Erano i primi giorni di gennaio, quando la rete impazzava dietro a una notizia apparentemente rivoluzionaria: la Finlandia introdurrà la settimana di lavoro corta, cioè di 4 giorni per 6 ore al giorno e a parità di stipendio. La speranza era stata accesa da un discorso pronunciato dalla neo-premier Sanna Marin, la donna più giovane della storia a capo di un governo nel mondo a soli 34 anni. Dopo qualche giorno, la smentita dell’esecutivo affidata ai social: “Nel programma del governo finlandese non c’è alcun riferimento alla settimana da 4 giorni.

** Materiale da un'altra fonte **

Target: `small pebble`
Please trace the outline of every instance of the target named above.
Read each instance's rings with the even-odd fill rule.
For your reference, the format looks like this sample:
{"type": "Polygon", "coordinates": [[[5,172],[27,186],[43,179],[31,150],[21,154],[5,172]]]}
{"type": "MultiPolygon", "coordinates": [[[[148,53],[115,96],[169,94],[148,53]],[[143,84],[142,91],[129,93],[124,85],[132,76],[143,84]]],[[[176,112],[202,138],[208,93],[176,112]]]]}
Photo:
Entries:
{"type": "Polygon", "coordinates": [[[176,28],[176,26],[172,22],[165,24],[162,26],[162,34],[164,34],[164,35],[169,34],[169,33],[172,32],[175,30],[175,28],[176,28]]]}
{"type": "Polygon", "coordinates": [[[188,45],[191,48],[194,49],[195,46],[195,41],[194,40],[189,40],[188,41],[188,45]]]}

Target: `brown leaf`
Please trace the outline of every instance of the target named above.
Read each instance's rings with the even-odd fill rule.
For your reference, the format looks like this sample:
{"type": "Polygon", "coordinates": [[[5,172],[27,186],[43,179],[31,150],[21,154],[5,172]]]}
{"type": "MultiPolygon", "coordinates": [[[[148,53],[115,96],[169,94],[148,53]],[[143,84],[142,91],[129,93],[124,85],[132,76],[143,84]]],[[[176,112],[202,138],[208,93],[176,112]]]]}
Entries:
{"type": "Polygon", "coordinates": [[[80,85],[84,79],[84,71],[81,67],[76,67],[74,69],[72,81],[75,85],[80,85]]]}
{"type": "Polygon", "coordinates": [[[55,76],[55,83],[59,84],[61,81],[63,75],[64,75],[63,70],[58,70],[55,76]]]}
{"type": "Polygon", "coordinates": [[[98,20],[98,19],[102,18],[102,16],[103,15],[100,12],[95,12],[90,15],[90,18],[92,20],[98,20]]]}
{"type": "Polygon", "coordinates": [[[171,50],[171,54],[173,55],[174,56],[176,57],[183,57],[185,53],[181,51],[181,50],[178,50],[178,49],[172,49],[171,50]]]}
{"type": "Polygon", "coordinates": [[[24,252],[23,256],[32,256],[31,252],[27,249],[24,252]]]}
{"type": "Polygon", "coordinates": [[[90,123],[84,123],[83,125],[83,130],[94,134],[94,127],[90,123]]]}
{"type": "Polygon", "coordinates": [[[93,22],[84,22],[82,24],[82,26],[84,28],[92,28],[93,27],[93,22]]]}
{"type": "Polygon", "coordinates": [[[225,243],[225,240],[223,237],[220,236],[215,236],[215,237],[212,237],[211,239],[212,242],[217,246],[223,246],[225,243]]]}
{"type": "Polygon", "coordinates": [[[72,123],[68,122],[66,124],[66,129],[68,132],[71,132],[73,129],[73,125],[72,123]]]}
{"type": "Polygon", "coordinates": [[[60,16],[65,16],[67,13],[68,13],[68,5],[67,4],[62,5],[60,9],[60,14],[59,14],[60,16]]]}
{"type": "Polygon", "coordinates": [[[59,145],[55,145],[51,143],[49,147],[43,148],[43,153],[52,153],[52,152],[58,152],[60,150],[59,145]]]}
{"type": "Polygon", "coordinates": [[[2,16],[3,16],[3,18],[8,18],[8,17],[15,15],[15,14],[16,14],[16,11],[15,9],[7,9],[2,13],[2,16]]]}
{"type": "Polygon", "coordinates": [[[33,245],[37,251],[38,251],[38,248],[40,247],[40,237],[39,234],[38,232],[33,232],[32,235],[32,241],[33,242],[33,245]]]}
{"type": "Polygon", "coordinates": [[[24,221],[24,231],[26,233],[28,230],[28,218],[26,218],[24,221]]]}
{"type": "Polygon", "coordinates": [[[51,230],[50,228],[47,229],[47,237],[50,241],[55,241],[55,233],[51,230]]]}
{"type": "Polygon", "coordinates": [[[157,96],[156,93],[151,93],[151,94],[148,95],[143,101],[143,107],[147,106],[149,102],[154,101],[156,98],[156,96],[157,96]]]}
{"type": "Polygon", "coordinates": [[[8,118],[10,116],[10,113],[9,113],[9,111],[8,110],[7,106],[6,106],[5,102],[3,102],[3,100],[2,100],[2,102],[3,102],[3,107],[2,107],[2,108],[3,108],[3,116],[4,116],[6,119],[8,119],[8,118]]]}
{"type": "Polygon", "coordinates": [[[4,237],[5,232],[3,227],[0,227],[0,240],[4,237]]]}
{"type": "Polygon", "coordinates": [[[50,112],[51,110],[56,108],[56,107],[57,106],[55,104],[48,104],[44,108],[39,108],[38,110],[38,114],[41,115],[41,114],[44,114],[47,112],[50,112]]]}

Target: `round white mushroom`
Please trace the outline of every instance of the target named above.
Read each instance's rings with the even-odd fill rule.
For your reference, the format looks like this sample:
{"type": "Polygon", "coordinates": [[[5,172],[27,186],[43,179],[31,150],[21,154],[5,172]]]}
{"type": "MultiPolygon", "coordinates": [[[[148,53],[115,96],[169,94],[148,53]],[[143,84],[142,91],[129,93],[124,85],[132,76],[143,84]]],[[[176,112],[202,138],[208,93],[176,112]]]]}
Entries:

In una sola dichiarazione, lo spegnimento delle speranze di quanti nel mondo avevano guardato a Helsinki come prossimo passo sulla strada della rivoluzione del lavoro. Del resto, sembrava troppo bello per essere vero. Certo, i precedenti non mancherebbero. Nel 1997, il ministro del Lavoro francese, Martine Aubry, si batté per introdurre la settimana lavorativa di 35 ore. Affinché l’esperimento non naufragasse per l’impossibilità delle imprese di sostenere l’aumento dei costi (si produce meno e si paga uguale, per cui il costo unitario cresce), esso fu annacquato per renderlo sostanzialmente compatibile con la realtà occupazionale ed economica transalpina.
L’idea di lavorare meno e a parità di stipendio affascina e crea dibattito. I sostenitori ritengono che ciò aumenti sia il benessere dei lavoratori che la crescita dell’economia, perché i primi avrebbero più tempo per prendersi cura di sé e delle loro famiglie, si sentirebbero meglio e al lavoro renderebbero di più. Inoltre, disporrebbero di più tempo per andare in giro, godersi la vita e consumare, alimentando la crescita del pil. I detrattori oppongono un ragionamento elementare, quanto incontrovertibile: aumentare il costo unitario di produzione si ripercuote sui prezzi, deprimendo il potere di acquisto degli stessi lavoratori, costretti a spendere di più per acquistare gli stessi beni e servizi.
Ha senso l’orario di lavoro?
Strano questo Occidente, dove ci si appiglia alla minima cifra che rilevi un aumento della disoccupazione su questo o quel mercato e il tasso dei lavoratori part-time viene guardato sempre con estremo sospetto, ma in cui sembra che si faccia di tutto per ridurre ai minimi termini l’orario di lavoro. A sinistra, vi sarebbero pochi dubbi: lavorare meno, lavorare tutti. Peccato che non funzioni esattamente così, per quanto sinteticamente sopra accennato. Vero è che nella storia che va dalla Rivoluzione Industriale ad oggi, il legislatore sia intervenuto più volte per porre limitazioni all’orario di lavoro massimo, ma questo è avvenuto a seguito delle migliorate condizioni economiche, le quali hanno consentito alle imprese di recepire senza traumi quanto già fosse nelle loro possibilità.
Salvo rare eccezioni, oggi il contratto di lavoro standard nel mondo avanzato è di 40 ore alla settimana, perlopiù spalmato in 5 giornate da 8 ore ciascuna. Ha senso che nel 2020 continui ad essere un riferimento per imprese e sindacati? Dipende. Alcuni comparti già da tempo si mostrano abbastanza flessibili, perché il timbro del cartellino per loro assume scarso significato. Parliamo dei servizi, di tutta quella sfera di attività dalla produzione non immediatamente misurabile o, comunque, non dipendente in maniera puntuale dalle ore lavorate. Pensate che sia più redditizio per un’azienda commerciale un agente che gira in lungo e in largo la propria area di competenza per 8 ore al giorno senza concludere un contratto di vendita o uno che, pur impiegandoci molto meno tempo, riesce a fatturare per la maggiore capacità di procurarsi contatti giusti e di vendere il prodotto?
L’orario di lavoro è sempre meno incisivo ai fini della produzione, così come sempre meno osservabile, se non indirettamente.